It came after Mr Trump failed to condemn white supremacists in his initial response to the violence in Charlottesville, which left one woman dead.

The US leader was criticised after he blamed the violence on "many sides".

After a backlash against his initial comments, Mr Trump issued a statement denouncing racism as evil, only to revert back to defending the far-right protesters at the Virginia rally and blame the violence equally on what he called the “alt-left”.

While the Republican National Committee (RNC) resolution denouncing hate groups was unanimously approved, some members complained it was unnecessary.

“It's amazing that we have been lured into this argument that we're not racists. It's absurd,” said Colorado Republican Chairman Jeff Hays. “Why would we feel compelled to do that?”

Virginia committeeman Morton Blackwell told The Atlantic the measure was only needed because of a response being “pushed vigorously” by the press.
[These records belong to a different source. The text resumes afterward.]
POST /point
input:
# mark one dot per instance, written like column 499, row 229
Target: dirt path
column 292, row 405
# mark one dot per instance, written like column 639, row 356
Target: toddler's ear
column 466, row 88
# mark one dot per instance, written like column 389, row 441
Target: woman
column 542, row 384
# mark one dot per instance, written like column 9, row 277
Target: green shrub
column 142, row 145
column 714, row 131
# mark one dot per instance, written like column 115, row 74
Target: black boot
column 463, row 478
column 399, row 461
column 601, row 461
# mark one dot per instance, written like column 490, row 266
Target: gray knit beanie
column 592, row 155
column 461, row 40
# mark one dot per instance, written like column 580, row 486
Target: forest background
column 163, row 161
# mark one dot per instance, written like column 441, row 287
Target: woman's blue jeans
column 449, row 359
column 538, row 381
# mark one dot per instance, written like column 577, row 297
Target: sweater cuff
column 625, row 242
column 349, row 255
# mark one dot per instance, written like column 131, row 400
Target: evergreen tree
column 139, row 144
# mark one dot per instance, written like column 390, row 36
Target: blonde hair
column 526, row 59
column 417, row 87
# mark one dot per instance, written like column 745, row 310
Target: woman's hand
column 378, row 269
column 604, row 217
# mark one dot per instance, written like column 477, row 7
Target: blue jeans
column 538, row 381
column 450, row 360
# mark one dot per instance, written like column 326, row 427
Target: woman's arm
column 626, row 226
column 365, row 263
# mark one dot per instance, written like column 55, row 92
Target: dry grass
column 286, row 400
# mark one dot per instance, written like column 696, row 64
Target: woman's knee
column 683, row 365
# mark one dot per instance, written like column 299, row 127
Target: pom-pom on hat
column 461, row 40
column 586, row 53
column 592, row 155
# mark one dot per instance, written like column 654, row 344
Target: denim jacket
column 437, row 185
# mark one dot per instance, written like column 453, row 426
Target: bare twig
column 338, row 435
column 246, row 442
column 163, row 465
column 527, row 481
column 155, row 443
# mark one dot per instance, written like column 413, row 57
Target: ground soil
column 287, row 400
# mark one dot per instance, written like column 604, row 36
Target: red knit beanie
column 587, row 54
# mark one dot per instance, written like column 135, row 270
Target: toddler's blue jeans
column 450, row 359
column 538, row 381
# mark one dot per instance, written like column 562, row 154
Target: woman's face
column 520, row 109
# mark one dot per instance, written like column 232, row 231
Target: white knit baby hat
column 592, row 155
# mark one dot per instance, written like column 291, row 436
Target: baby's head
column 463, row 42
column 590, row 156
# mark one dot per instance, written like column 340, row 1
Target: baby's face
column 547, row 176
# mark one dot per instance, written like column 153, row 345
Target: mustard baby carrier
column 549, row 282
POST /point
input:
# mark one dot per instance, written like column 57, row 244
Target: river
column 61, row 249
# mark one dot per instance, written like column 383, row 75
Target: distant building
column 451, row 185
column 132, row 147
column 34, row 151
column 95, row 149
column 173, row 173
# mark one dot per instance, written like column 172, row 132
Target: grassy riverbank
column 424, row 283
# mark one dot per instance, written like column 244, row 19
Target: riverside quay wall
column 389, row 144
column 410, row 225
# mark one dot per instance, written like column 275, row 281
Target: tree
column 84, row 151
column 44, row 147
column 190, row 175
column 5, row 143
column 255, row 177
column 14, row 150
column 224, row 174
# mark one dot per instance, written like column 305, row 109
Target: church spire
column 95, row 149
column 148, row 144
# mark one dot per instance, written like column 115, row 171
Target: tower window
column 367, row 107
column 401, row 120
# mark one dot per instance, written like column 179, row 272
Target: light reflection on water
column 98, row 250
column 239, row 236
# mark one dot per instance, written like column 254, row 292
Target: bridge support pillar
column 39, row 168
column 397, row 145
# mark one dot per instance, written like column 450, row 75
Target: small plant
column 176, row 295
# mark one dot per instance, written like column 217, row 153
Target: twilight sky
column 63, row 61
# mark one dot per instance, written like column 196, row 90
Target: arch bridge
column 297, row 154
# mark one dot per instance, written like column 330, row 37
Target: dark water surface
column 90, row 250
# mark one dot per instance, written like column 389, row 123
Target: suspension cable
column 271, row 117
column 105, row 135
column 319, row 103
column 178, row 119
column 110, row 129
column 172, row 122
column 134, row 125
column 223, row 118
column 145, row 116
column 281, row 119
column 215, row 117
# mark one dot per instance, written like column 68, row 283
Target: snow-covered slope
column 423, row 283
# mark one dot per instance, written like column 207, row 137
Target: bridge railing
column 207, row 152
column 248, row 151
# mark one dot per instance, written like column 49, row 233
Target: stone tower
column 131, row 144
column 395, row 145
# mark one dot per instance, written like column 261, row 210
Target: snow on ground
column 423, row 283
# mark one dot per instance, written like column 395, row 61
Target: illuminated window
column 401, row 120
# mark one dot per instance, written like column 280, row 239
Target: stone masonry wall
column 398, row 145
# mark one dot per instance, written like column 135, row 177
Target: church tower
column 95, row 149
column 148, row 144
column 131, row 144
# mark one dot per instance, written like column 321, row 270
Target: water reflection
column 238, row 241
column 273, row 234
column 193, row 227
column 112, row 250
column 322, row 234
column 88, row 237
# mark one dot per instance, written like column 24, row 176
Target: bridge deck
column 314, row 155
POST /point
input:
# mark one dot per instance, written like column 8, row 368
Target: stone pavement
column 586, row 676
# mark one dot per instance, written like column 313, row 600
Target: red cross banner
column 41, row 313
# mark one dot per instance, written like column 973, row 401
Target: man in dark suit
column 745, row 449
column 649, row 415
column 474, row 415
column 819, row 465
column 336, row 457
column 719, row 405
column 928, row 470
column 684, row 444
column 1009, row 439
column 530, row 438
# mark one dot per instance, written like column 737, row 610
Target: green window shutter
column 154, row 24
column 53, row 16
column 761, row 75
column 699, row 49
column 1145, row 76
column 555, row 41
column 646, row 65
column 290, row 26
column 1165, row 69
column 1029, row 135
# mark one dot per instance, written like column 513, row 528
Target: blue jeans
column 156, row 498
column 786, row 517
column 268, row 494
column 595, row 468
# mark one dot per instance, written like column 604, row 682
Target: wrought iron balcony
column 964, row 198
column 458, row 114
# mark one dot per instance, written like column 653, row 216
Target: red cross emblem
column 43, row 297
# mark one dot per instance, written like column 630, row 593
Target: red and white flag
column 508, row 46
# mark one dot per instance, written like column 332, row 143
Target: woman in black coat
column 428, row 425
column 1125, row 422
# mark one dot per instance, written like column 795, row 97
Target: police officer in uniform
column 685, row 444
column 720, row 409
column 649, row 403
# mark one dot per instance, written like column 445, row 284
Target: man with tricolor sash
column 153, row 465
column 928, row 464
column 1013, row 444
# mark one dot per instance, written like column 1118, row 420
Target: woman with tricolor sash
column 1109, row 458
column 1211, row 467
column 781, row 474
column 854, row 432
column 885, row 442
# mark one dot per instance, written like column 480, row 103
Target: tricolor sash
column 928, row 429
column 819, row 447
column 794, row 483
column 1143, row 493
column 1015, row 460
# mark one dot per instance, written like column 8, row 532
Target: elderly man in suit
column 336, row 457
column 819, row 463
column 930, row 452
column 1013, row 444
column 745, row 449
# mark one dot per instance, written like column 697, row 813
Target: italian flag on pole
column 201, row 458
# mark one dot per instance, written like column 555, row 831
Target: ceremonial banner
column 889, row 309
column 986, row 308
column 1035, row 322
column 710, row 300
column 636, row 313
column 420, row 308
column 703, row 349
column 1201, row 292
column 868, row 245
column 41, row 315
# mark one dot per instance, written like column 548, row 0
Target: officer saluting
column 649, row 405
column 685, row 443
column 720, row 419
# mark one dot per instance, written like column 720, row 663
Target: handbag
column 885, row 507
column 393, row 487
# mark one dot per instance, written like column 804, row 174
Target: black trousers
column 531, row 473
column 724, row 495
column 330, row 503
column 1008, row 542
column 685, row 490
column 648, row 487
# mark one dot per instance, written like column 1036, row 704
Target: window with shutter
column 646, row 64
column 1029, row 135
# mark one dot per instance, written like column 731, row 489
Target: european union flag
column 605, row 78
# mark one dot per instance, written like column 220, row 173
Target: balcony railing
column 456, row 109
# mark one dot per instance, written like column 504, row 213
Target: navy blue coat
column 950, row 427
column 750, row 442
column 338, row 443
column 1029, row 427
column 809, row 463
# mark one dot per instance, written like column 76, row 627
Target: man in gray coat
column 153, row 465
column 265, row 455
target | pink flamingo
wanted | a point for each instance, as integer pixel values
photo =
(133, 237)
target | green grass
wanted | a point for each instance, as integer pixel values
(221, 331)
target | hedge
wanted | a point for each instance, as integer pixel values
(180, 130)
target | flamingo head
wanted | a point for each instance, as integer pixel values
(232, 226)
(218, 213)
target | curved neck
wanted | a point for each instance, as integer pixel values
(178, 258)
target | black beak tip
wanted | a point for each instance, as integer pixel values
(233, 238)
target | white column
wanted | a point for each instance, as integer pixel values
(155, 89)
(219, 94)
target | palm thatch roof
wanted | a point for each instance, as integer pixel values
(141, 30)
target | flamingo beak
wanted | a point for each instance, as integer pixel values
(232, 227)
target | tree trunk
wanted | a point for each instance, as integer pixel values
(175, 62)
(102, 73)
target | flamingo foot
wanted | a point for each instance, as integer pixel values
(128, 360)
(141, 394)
He added: “I was concerned about [the resolution] because I did not want it to appear that in attacking the white supremacists that we were somehow approving the violence that was generated by people on the left."

But some RNC leaders, concerned about the party's image in light of the Presidents latest statements, were vocal in their support of the measure

“Every day, I wake up proud that we're the party of Lincoln,” Chairwoman Ronna Romney McDaniel told the committee. “Condemning violence is not a Republican or Democratic issue. It is an American issue.”

The resolution says the Republican Party is “unified in revulsion at the abhorrent white supremacists demonstration in Charlottesville.”

But Democrats claimed the wording of the resolution echoed Mr Trump’s evasive language because it denounced both white supremacists “and counterprotesters engaged in acts of violence”.